I am trying to understand a proof that the ring-sum expansion of a binary function is unique. The proof is as follows.
Proof. By induction on the number of inputs $n$. For $n=1$, $f(x)=0$ or $f(x)=1$ or $f(x)=x$ or $f(x)=\bar{x}=1\bigoplus x$. For all it can be seen that the ring sum expansion is unique. Assume that for any arbitrary function of $n-1$ arguments, the RSE is unique.
Consider: $f(x_1, ..., x_{n})=g(x_2,...,x_n)\bigoplus x_1h(x_2,...,x_n)$. By induction both g and h have unique RSE's and therefore the RSE $g(x_2,...,x_n)\bigoplus xh(x2,...x_n)$ is also unique.
The only thing about this proof that I do not understand is where $f(x_1,...,x_n)=g(x_2,...,x_n)\bigoplus xh(x_2,...,x_n)$ came from.

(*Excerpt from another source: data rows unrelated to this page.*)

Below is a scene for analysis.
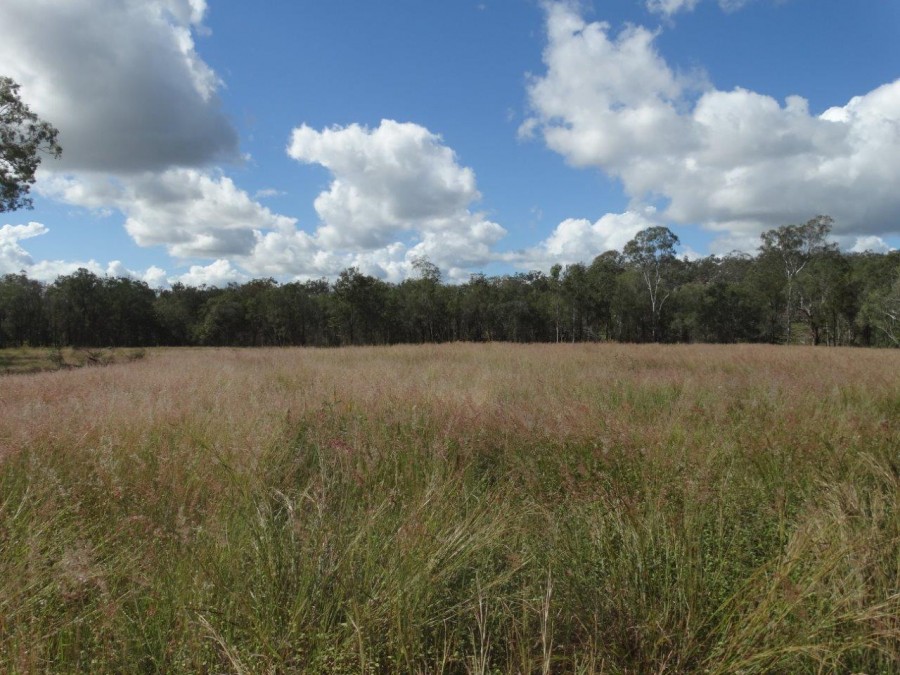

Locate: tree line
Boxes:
[1,218,898,349]
[2,81,898,349]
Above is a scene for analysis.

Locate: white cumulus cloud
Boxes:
[849,236,895,254]
[175,259,247,287]
[646,0,702,17]
[37,119,511,283]
[288,120,486,247]
[0,0,284,282]
[0,222,48,273]
[0,0,238,173]
[524,2,900,248]
[284,119,507,279]
[120,170,297,258]
[513,208,660,270]
[42,169,298,260]
[646,0,754,16]
[0,221,170,283]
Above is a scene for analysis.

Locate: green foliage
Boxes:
[1,345,897,671]
[0,76,62,212]
[1,225,899,349]
[623,226,681,340]
[758,216,839,343]
[860,270,900,346]
[0,272,45,347]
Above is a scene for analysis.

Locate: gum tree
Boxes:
[759,215,835,343]
[1,76,62,212]
[623,226,680,341]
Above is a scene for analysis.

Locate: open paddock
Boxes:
[0,344,897,672]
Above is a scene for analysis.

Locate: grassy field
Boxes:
[0,344,897,673]
[0,347,146,375]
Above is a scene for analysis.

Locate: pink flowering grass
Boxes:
[0,343,897,672]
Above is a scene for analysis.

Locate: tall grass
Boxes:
[0,344,897,672]
[0,346,146,374]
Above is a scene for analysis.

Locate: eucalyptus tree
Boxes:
[623,226,680,341]
[154,283,209,345]
[233,278,279,346]
[198,290,250,346]
[860,270,900,346]
[102,276,158,346]
[587,250,624,341]
[698,281,764,343]
[45,269,105,346]
[759,215,835,343]
[331,267,389,345]
[796,250,855,345]
[457,273,494,341]
[0,272,46,346]
[549,263,563,342]
[562,262,592,341]
[268,280,329,346]
[401,256,447,342]
[1,76,61,212]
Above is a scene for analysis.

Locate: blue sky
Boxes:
[2,0,899,286]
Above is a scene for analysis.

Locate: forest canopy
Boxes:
[1,219,898,349]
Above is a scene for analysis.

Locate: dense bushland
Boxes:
[1,220,899,349]
[0,344,897,672]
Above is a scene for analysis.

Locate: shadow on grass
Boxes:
[0,347,146,375]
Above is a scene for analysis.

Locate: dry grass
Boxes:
[0,344,897,672]
[0,346,146,375]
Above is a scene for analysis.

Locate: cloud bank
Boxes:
[523,2,900,250]
[285,120,508,281]
[1,3,513,282]
[0,221,171,283]
[0,0,299,285]
[511,208,661,269]
[3,0,896,284]
[42,170,297,259]
[0,0,238,173]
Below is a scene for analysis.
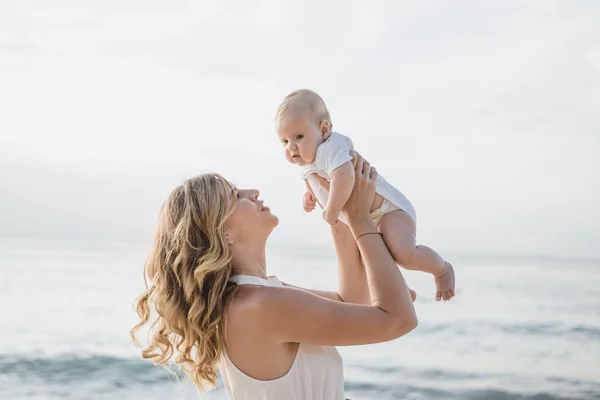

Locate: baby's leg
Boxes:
[378,210,455,301]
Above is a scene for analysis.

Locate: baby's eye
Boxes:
[296,134,304,140]
[282,139,288,145]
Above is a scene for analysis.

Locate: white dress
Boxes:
[301,131,417,225]
[219,275,346,400]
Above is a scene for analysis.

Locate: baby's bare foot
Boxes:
[434,262,455,301]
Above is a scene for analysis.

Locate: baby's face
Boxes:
[276,114,324,166]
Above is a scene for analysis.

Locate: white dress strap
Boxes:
[230,274,283,287]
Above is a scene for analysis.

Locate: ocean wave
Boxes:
[344,364,600,400]
[344,380,593,400]
[416,321,600,340]
[2,354,599,400]
[0,354,186,387]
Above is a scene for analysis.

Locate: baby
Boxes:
[275,89,455,301]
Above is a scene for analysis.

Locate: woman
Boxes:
[131,156,418,399]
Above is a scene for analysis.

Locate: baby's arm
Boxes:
[323,161,354,224]
[304,179,315,196]
[303,179,318,212]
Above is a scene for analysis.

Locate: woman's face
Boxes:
[225,185,279,243]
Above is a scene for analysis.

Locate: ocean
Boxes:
[1,238,599,400]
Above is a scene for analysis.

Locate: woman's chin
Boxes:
[267,213,279,228]
[271,214,279,226]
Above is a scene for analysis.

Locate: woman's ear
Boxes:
[224,232,234,245]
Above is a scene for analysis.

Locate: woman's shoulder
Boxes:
[227,284,289,325]
[225,284,299,353]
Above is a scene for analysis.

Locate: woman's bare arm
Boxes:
[330,221,370,304]
[246,156,417,346]
[280,282,342,302]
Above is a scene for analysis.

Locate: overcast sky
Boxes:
[0,0,599,259]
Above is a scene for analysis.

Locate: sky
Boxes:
[0,0,599,259]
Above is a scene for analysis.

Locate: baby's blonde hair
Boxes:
[275,89,332,129]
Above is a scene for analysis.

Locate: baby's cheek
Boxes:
[306,145,317,159]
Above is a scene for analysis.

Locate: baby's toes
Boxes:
[436,291,442,302]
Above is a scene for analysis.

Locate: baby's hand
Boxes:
[303,191,317,212]
[322,208,339,225]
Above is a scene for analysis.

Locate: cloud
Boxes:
[0,0,599,258]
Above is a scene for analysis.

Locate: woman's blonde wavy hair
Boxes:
[131,173,238,391]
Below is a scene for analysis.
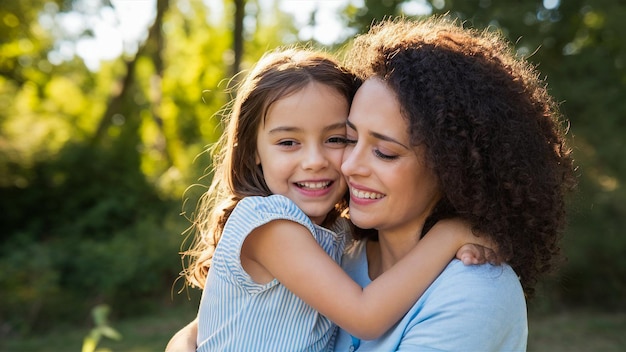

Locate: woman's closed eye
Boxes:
[374,149,399,160]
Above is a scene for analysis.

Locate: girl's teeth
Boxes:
[351,188,383,199]
[298,182,329,190]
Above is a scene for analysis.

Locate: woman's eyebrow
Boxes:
[371,131,410,150]
[346,119,357,130]
[346,119,410,150]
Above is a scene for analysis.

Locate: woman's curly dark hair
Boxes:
[344,16,577,298]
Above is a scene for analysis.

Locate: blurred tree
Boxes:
[0,0,304,334]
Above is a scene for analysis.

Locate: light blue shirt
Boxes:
[332,240,528,351]
[196,195,351,352]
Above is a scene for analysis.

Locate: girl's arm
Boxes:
[241,218,491,340]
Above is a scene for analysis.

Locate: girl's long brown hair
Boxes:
[182,47,357,289]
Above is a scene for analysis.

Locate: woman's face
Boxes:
[342,78,442,237]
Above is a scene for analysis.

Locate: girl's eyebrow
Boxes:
[346,119,410,150]
[268,126,300,134]
[268,121,347,134]
[325,121,348,132]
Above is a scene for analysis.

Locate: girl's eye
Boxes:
[374,149,398,160]
[328,136,348,145]
[277,140,298,147]
[344,138,357,145]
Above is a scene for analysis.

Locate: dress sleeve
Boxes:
[213,195,317,293]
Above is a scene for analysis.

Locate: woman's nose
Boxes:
[341,144,365,177]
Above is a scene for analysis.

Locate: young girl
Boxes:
[181,47,492,351]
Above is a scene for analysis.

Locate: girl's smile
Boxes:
[256,81,349,224]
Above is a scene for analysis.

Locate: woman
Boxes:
[167,16,576,351]
[332,16,576,350]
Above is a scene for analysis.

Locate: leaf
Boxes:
[82,336,97,352]
[100,326,123,340]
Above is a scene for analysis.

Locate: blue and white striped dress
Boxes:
[196,195,351,352]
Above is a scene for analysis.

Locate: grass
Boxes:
[0,302,198,352]
[527,310,626,352]
[2,305,625,351]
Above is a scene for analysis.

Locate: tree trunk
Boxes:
[233,0,245,77]
[91,0,171,148]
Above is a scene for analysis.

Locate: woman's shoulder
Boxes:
[401,261,527,350]
[427,260,526,308]
[440,261,522,287]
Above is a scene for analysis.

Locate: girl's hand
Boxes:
[432,218,502,266]
[456,243,500,266]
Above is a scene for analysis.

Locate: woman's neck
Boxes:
[366,230,421,280]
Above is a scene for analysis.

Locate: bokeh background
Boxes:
[1,0,625,350]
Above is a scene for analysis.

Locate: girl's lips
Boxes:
[294,180,335,197]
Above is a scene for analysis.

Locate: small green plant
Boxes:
[82,305,122,352]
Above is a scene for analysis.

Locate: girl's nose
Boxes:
[301,146,329,170]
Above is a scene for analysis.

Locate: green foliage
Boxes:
[0,201,184,333]
[344,0,405,34]
[0,0,295,336]
[0,119,182,334]
[82,305,122,352]
[1,302,200,351]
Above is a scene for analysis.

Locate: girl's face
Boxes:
[342,78,442,237]
[256,81,349,224]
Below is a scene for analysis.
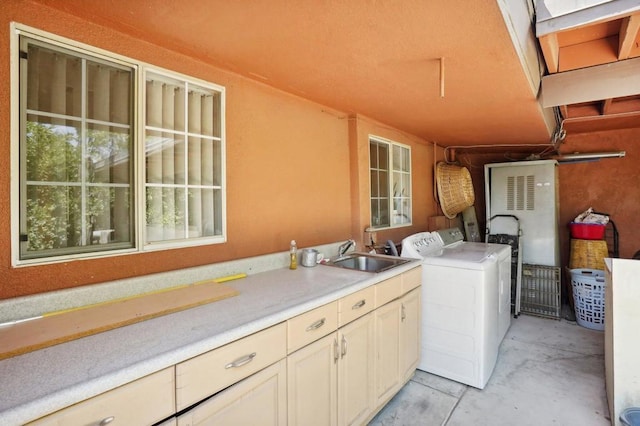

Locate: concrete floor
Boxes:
[370,314,609,426]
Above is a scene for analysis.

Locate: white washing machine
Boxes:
[436,228,513,343]
[401,228,511,389]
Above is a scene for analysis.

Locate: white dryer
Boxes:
[401,228,511,389]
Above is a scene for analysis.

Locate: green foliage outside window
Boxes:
[25,121,131,253]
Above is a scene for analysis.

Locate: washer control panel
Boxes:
[401,231,443,258]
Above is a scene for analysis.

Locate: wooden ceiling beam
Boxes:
[539,33,559,73]
[562,110,640,133]
[558,36,618,72]
[618,13,640,59]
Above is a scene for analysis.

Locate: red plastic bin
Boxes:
[569,222,606,240]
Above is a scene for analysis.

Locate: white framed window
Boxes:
[144,71,224,248]
[369,136,411,229]
[13,25,226,265]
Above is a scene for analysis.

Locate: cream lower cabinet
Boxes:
[375,286,421,408]
[375,298,402,406]
[174,322,287,425]
[287,332,338,425]
[287,286,376,426]
[176,359,287,425]
[399,287,421,383]
[28,267,421,426]
[287,311,376,426]
[28,367,175,426]
[337,311,376,425]
[288,267,421,426]
[176,322,287,412]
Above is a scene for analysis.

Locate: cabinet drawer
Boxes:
[29,367,175,426]
[287,301,338,354]
[402,266,422,293]
[177,359,287,425]
[176,322,286,411]
[375,275,402,307]
[338,286,375,326]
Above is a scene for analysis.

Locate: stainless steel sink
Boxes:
[323,253,410,273]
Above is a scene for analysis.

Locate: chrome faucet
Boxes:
[337,239,355,258]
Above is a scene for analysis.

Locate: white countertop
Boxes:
[0,257,420,425]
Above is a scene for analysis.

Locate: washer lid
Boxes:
[437,244,497,262]
[422,243,500,269]
[445,241,511,257]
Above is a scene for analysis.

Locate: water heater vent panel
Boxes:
[506,175,535,211]
[507,177,514,210]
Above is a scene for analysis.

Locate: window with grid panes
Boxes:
[144,72,224,244]
[369,137,411,229]
[15,27,225,264]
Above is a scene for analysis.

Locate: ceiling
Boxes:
[537,0,640,135]
[34,0,639,149]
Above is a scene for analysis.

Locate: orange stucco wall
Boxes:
[557,128,640,262]
[348,115,440,246]
[465,128,640,265]
[0,1,438,299]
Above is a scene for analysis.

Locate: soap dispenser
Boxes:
[289,240,298,270]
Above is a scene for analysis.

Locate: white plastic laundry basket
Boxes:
[570,269,605,331]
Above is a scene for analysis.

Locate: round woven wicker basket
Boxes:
[436,162,475,219]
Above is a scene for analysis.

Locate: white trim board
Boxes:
[536,0,640,36]
[541,56,640,107]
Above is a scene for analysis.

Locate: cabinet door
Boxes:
[374,300,402,407]
[399,287,421,383]
[338,311,375,426]
[177,359,286,426]
[287,332,338,426]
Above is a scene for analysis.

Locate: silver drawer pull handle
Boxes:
[99,417,115,426]
[352,299,366,310]
[306,318,326,331]
[225,352,257,369]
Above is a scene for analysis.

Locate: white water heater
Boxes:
[484,160,559,267]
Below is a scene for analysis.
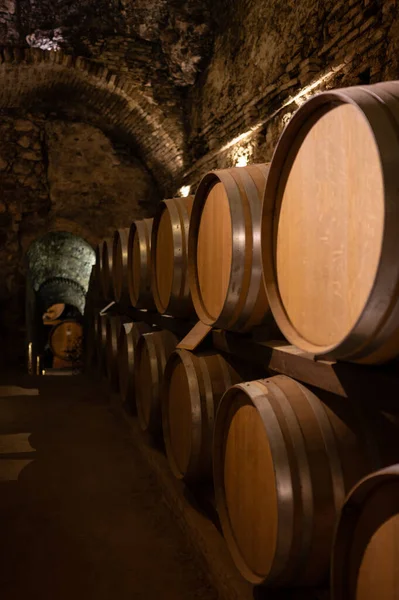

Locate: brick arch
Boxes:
[0,47,185,192]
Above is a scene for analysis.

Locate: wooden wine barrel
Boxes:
[188,165,271,332]
[135,330,178,435]
[49,320,83,361]
[127,219,155,309]
[117,321,152,407]
[162,349,242,483]
[262,82,399,363]
[151,197,194,318]
[213,375,399,586]
[112,228,130,304]
[332,465,399,600]
[105,316,126,388]
[101,237,114,300]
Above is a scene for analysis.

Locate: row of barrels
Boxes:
[88,310,399,597]
[97,80,399,365]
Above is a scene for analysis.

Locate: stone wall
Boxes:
[0,111,158,365]
[182,0,399,191]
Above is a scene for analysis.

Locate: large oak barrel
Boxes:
[112,228,130,305]
[188,165,271,332]
[213,375,399,586]
[49,320,83,362]
[262,82,399,363]
[101,237,114,300]
[105,316,126,388]
[151,197,194,318]
[117,321,152,407]
[331,465,399,600]
[127,219,155,309]
[135,330,178,435]
[162,349,242,483]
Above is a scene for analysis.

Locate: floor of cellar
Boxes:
[0,372,217,600]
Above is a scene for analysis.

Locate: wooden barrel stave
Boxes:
[162,349,242,483]
[128,218,155,309]
[101,237,114,301]
[213,374,399,586]
[189,165,271,332]
[151,197,194,318]
[105,315,126,388]
[262,82,399,363]
[112,228,130,304]
[135,330,178,435]
[117,321,152,407]
[331,464,399,600]
[49,320,83,362]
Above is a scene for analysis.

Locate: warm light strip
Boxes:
[180,65,344,190]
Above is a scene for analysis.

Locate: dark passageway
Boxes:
[0,373,216,600]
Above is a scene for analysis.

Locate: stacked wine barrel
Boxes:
[85,80,399,598]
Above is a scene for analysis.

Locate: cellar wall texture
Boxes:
[183,0,399,190]
[0,111,157,365]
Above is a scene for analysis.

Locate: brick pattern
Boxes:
[0,46,185,193]
[0,111,157,365]
[182,0,399,193]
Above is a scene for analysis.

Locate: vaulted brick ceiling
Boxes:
[0,0,215,193]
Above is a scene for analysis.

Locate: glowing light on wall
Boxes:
[235,155,249,167]
[179,185,191,197]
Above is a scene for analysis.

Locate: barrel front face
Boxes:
[213,374,396,586]
[128,219,154,309]
[151,197,194,318]
[263,84,399,362]
[155,208,174,313]
[105,316,122,387]
[118,321,152,407]
[189,166,270,332]
[163,349,243,483]
[101,238,114,300]
[332,466,399,600]
[135,330,178,435]
[112,228,129,303]
[214,381,284,585]
[50,320,83,361]
[165,355,194,478]
[196,182,233,323]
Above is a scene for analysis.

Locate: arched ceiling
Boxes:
[0,0,215,193]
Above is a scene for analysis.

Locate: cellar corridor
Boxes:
[0,372,216,600]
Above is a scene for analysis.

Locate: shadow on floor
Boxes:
[0,374,216,600]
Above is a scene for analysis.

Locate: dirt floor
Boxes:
[0,372,218,600]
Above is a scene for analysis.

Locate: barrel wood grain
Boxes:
[262,82,399,363]
[151,197,194,318]
[127,218,155,309]
[332,465,399,600]
[189,164,271,332]
[213,374,399,586]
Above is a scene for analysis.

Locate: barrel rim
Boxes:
[188,167,270,331]
[331,464,399,600]
[213,377,293,584]
[49,318,83,360]
[262,85,399,361]
[112,228,129,303]
[101,237,113,300]
[151,197,194,317]
[127,218,155,309]
[162,349,203,481]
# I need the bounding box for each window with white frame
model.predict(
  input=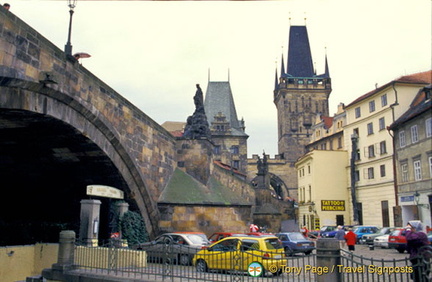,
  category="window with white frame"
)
[399,131,406,147]
[381,94,388,107]
[401,163,408,182]
[380,141,387,154]
[368,145,375,158]
[367,167,374,179]
[429,156,432,177]
[380,164,386,177]
[426,118,432,137]
[411,125,418,143]
[355,107,361,118]
[413,160,422,181]
[367,122,374,135]
[369,100,376,112]
[379,117,385,131]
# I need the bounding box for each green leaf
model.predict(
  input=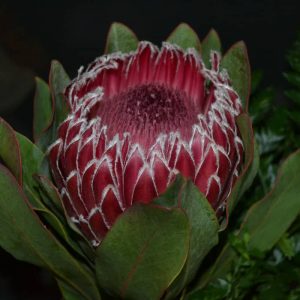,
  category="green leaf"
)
[201,29,222,67]
[187,279,230,300]
[34,172,95,261]
[50,60,70,131]
[240,149,300,252]
[36,60,70,152]
[38,154,52,179]
[0,164,100,300]
[154,177,219,299]
[34,61,70,151]
[34,174,93,262]
[191,149,300,293]
[190,243,233,294]
[16,132,44,191]
[250,87,275,125]
[57,279,87,300]
[34,174,64,215]
[239,140,260,194]
[0,118,22,184]
[228,114,258,214]
[284,89,300,105]
[277,234,296,259]
[267,108,290,135]
[33,77,53,151]
[8,137,83,258]
[96,204,189,300]
[283,72,300,89]
[221,41,251,111]
[167,23,201,52]
[287,110,300,125]
[35,207,81,255]
[15,132,49,210]
[34,174,93,241]
[256,129,284,155]
[105,22,138,54]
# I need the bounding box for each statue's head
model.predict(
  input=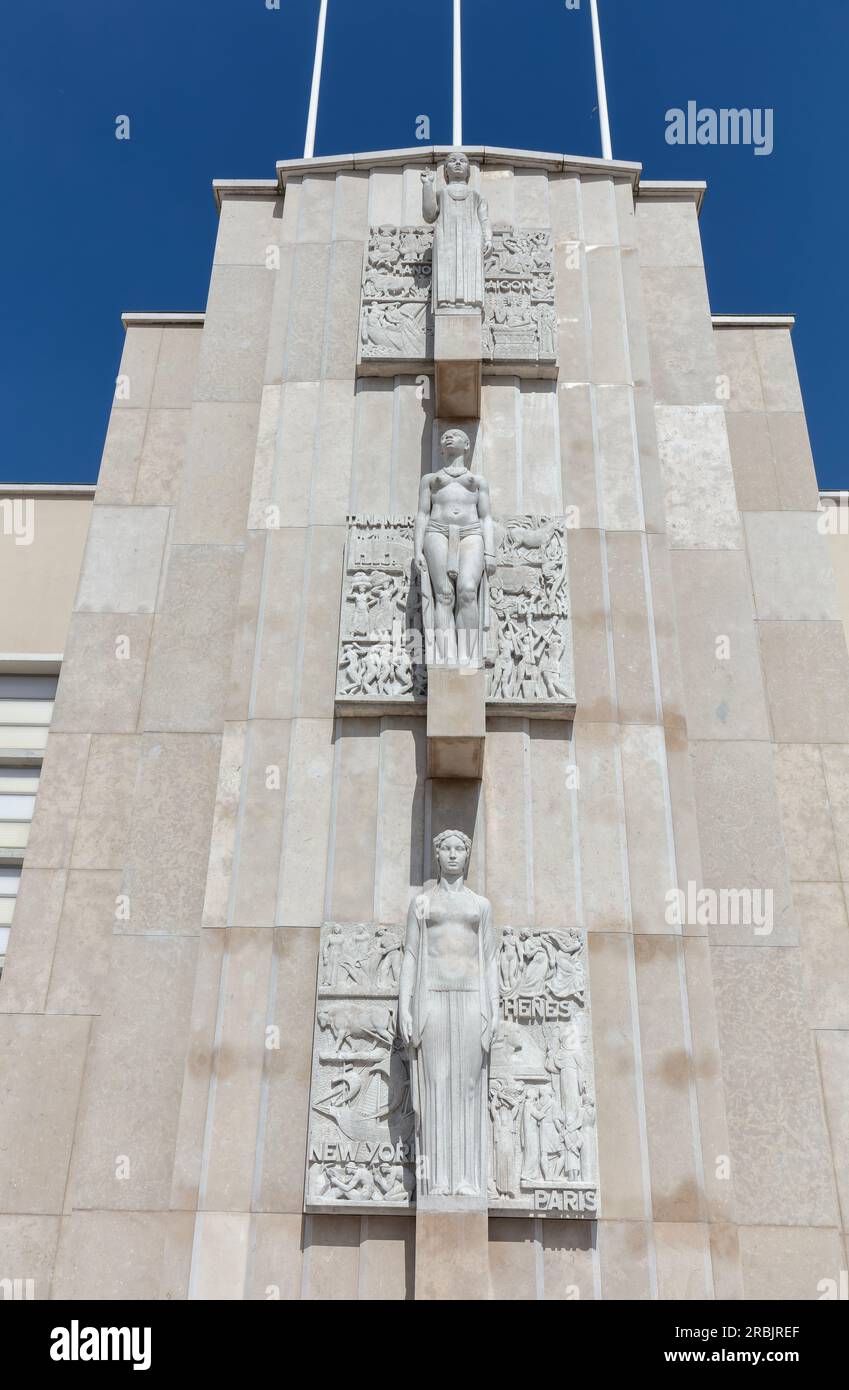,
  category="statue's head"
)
[444,150,471,183]
[440,427,471,464]
[433,828,472,880]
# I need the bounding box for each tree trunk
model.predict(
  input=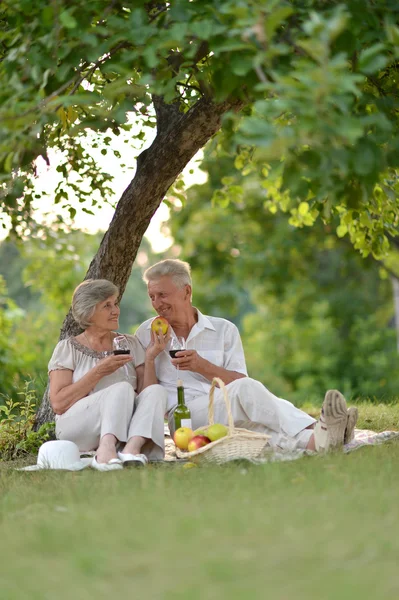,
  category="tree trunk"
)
[34,95,245,428]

Could anyone shed some light on that for me? It could just be that its late and my brain is not working but I've been staring at it for a while now.
If I understand your description of the RSE correctly, they seem to have done something like this:
Write out $f(x_1,\dots,x_n)$ in disjunctive normal form and collect separately the terms in $x_1$ and the terms in $\overline{x_1}$: you get an expression of the form $x_1f_+(x_2,\dots,x_n)\lor \overline{x_1}f_{-}(x_2,\dots,x_n)$. Now do your replacement to get $$\begin{align*} &x_1f_+(x_2,\dots,x_n)\bigoplus (1\bigoplus x_1)f_{-}(x_2,\dots,x_n) =\\ &x_1f_+(x_2,\dots,x_n)\bigoplus f_{-}(x_2,\dots,x_n) \bigoplus x_1f_{-}(x_2,\dots,x_n) =\\ &x_1\left(f_+(x_2,\dots,x_n)\bigoplus f_{-}(x_2,\dots,x_n)\right)\bigoplus f_{-}(x_2,\dots,x_n), \end{align*}$$ and let $g = f_{-}$ and $h = f_+ \bigoplus f_{-}$.